Mariana Virginia Romo-Carmona (born 1952) is a Chilean American author and academic in the areas of Latin American literature and Latinx studies.

== Early life and education ==
Mariana Romo-Carmona was born in Santiago, Chile, in 1952. In the early 1960s, her family moved to Calama, in northern Chile, where they worked in the artistic and cultural spheres. Then, in 1966, the family immigrated to the United States, settling in Connecticut, where her father worked as an industrial designer.

After high school, she began attending the University of Connecticut, but she quickly married a classmate and gave birth to her son, Christian, which led her to leave college.
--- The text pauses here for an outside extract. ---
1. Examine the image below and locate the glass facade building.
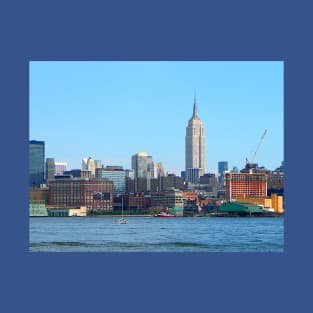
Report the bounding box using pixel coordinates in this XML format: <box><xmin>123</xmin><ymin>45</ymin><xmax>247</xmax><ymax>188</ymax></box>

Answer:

She later returned and graduated with a bachelor's degree from the university in 1982. She would go on to obtain a master's in Spanish from CUNY's City College of New York and then a PhD from the CUNY Graduate Center in 2019.

== Career and activism ==
Romo-Carmona came out as a lesbian in 1975, and when she and her husband divorced the following year, she lost custody of her son due to her sexuality, which radicalized her and led her to organize around her identity as a Latina lesbian. She became an engaged Latinx and LGBT rights activist. Over the years, she found ways to see her son, and eventually he lived with her and her longtime partner, June Chan, in his early adulthood.

In the late 1970s, Romo-Carmona began to produce the feminist and lesbian radio program "There Is Another Alternative" on WHUS FM in Connecticut. She co-founded Latina lesbian groups in Boston and in New York, where she settled long-term in 1984.
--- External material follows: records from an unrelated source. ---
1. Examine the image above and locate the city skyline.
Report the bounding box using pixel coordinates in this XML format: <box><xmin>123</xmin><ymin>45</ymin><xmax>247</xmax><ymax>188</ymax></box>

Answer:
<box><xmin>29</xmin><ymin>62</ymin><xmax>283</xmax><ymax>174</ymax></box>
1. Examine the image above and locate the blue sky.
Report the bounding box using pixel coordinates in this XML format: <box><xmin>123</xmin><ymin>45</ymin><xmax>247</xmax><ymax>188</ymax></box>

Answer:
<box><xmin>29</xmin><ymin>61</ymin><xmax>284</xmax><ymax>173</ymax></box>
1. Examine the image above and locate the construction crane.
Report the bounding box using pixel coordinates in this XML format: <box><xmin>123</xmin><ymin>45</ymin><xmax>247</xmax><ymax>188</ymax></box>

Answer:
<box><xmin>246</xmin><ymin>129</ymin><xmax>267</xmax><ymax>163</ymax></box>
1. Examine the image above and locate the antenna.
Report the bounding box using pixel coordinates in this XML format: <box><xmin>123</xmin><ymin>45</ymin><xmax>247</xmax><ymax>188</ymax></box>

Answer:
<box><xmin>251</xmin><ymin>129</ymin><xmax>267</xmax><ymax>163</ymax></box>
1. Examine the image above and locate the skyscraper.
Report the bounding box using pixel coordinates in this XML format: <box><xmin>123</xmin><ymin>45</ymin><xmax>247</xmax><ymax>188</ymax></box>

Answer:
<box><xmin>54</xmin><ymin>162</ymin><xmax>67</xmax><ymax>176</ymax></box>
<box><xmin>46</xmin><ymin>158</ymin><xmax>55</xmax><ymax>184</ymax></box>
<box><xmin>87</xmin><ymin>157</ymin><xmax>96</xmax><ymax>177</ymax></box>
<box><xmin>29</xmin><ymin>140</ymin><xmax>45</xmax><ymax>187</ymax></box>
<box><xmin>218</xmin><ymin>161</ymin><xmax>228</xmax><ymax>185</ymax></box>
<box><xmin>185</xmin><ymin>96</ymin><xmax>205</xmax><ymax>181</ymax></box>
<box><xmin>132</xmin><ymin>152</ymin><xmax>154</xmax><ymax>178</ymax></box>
At Kitchen Table: Women of Color Press, she worked as a bilingual editor in the 1980s. There, with Cherríe Moraga and Alma Gómez, she co-edited the seminal bilingual anthology Cuentos: Stories by Latinas in 1983. She also served as an editor and translator for the Conditions feminist journal collective from 1998 to 1990. In 1992, she co-edited the collection Queer City. That same year, she established the queer magazine COLORLife! with Lidell Jackson, among others.

Romo-Carmona writes fiction and poetry in both English and Spanish, which has appeared in various anthologies and literary magazines. In 1997, she published the novel Living at Night. The novel, set in the late '70s, tells the story of a Puerto Rican lesbian living in Connecticut. It was followed in 1999 by the poetry and prose collection Speaking Like an Immigrant, then in 2011 by the collection Sobrevivir y otros complejos: Narrative Poems in englillano.
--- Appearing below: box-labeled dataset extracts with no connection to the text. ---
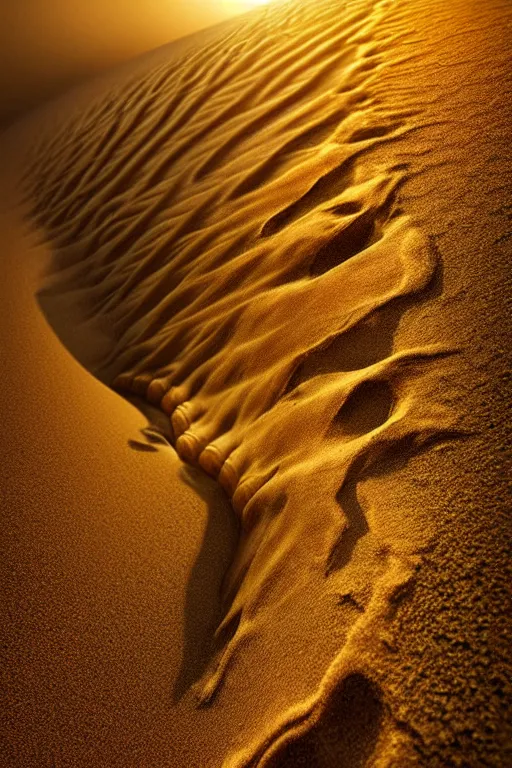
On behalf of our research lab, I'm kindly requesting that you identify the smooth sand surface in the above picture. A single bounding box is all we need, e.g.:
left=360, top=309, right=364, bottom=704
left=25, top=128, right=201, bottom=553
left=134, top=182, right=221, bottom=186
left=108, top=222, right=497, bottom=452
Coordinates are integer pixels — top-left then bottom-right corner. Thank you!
left=3, top=0, right=512, bottom=768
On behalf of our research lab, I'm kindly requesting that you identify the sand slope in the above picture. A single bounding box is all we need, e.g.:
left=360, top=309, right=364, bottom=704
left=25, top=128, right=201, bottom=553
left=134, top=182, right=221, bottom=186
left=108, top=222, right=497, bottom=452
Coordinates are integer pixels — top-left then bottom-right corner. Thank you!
left=2, top=0, right=510, bottom=768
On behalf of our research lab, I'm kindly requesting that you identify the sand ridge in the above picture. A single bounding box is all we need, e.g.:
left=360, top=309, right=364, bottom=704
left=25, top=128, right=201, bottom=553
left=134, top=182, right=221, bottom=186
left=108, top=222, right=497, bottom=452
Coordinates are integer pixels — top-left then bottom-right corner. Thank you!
left=3, top=0, right=508, bottom=768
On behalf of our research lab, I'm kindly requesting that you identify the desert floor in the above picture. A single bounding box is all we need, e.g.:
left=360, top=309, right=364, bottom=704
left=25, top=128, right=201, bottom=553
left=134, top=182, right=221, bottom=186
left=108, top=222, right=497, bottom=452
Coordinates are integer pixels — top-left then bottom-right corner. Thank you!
left=0, top=0, right=512, bottom=768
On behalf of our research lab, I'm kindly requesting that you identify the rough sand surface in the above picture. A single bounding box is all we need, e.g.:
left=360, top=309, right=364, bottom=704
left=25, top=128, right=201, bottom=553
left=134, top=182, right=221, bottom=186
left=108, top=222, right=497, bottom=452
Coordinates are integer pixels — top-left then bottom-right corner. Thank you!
left=1, top=0, right=512, bottom=768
Her 2001 anthology Conversaciones: Relatos por padres y madres de hijas lesbianas e hijos gay, which shared the stories of parents of queer people, won the Lambda Literary Award for a small press publication the following year. It was the first Spanish-language collection of its kind.

Romo-Carmona teaches Latin American and Latinx studies at CUNY. She was previously on the faculty of the creative writing MFA program at Goddard College.

The documentation of her activist work is held at the Lesbian Herstory Archives in New York.

== Selected works ==

=== Fiction ===

- Speaking Like an Immigrant: A Collection. Revised and expanded edition. New York: Escritorial Press, 2010.
- Speaking Like an Immigrant: A Collection. First ed. New York: Latina Lesbian History Project, 1999.
- Living at Night. A novel. Duluth: Spinsters Ink, 1997.

=== Nonfiction ===

- Conversaciones: Relatos por padres y madres de hijas lesbianas e hijos gay. San Francisco: Cleis Press, 2001.

=== Poetry ===

- Sobrevivir y otros complejos: Narrative Poems in Englillano. New York: Escritorial Press, 2011.

=== Anthologies ===

- Queer City. Co-editors Harold Robinson, Ira Silverberg, and Jacqueline Woodson. New York: The Portable Lower East Side, 1992.
- Cuentos: Stories by Latinas. Co-editors: Alma Gómez and Cherríe Moraga. New York: Kitchen Table Press, 1983.

=== Translations ===

- Teaming: Monica’s Dream, by Jil Van Eyle and Mercedes Salvador. New York: Escritorial Press, 2012.
- La muchacha de los ojos tristes: Poemas, homenajes y estrés, by Noemí Trujillo Giacomelli. New York: Escritorial Press, 2011.
- Viviendo campo a través: Memoir, poems and stories, by Mercedes Salvador Acevedo. New York: Escritorial Press, 2011.